If this unsupported byte payload is unmatched or printed raw via its debug representation, it generates a non-JSON debug string like `"DbValue::Unsupported([91, 123, ...])"`. Feeding this raw string into `serde_json::from_str` throws the `expected value at line 1 column 1` error (because the string begins with `"D"` instead of valid JSON brackets/braces `[` or `{`).

#### Solution

Our database adapter ([adapters.rs](file:///Users/uriah/Code/ddd/src/adapters.rs)) has been updated to explicitly pattern-match `SpinPgDbVal::Unsupported(b)` and `SpinPgDbVal::Jsonb(j)` variants.

Instead of falling back to debug string formatting, the adapter attempts to parse the raw byte slices directly using `serde_json::from_slice`:

```rust theme={null}
SpinPgDbVal::Unsupported(b) => {
    if let Ok(jv) = serde_json::from_slice::<serde_json::Value>(b) {
        jv
    } else {
        // Fallback to lossy UTF-8 if it is not valid JSON
        serde_json::Value::String(String::from_utf8_lossy(b).into_owned())
    }
}
```

If you write **custom repository methods** or **custom raw database query handlers** in your application:

* Avoid treating JSON-aggregated query columns as simple text strings (`DbValue::Str`).
* Always check if your driver returns them as `DbValue::Unsupported` or `DbValue::Jsonb` byte arrays.
* Safely parse using `serde_json::from_slice` to prevent decoding crashes.

***

## 🗄️ SQLite Driver Pitfalls

### Issue: Dynamic Type Conversions

In SQLite, columns are dynamically typed (affinity-based). If a query column contains `json_object` or `json_group_array`, the driver may return the result as a raw `Value::Blob(Vec<u8>)` or `Value::Text(String)`.

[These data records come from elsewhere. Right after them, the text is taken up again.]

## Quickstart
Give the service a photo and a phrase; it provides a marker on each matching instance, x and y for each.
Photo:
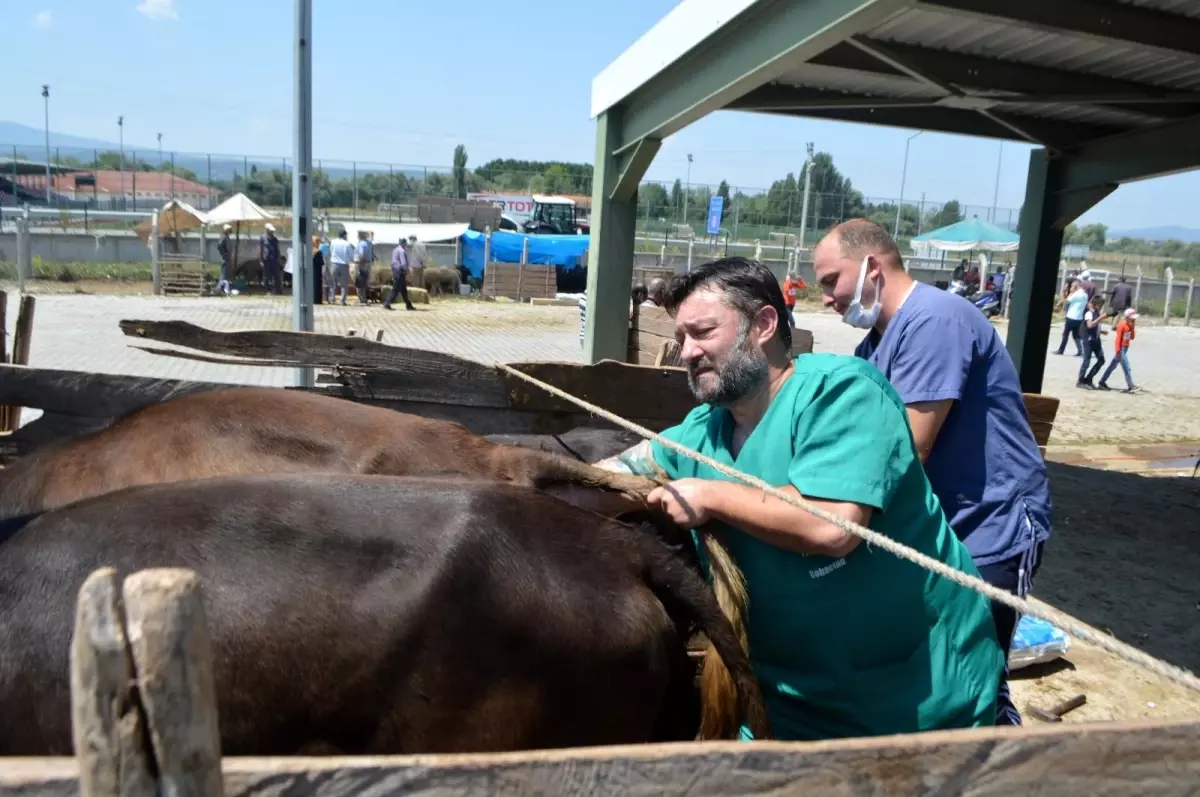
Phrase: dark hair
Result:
(748, 286)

* **Pitfall**: Attempting to extract a text string using `.as_str()` directly on a value returned as a `Blob` will fail.
* **Best Practice**: Use our core adapter's helper methods, which safely handle both text strings and binary bytes dynamically:
  ```rust theme={null}
  let text = match value {
      Value::Text(s) => s.clone(),
      Value::Blob(b) => String::from_utf8_lossy(b).into_owned(),
      _ => return Err("Unexpected sqlite type".to_string()),
  };
  ```

***

## 🔄 Concurrency Collision vs. Database Locking

### Symptom: `RepositoryError::Concurrency` vs Gateway Timeout

* **Concurrency Collision**: Occurs when two request threads try to commit events with the same `revision` sequence under Optimistic Concurrency Control (OCC). This is a **healthy, expected system transition**. The transaction rolls back cleanly, and the client should load the latest event stream and retry.
* **Database Deadlock / Timeout**: Occurs when your database connection pool is exhausted or a connection block is held open indefinitely by long-running transactions.
  * **Tip**: In Spin or Wasmtime serverless environments, avoid holding long-running synchronous locks or blocks. Projections should write and checkpoint asynchronously to prevent blocking the write transaction paths.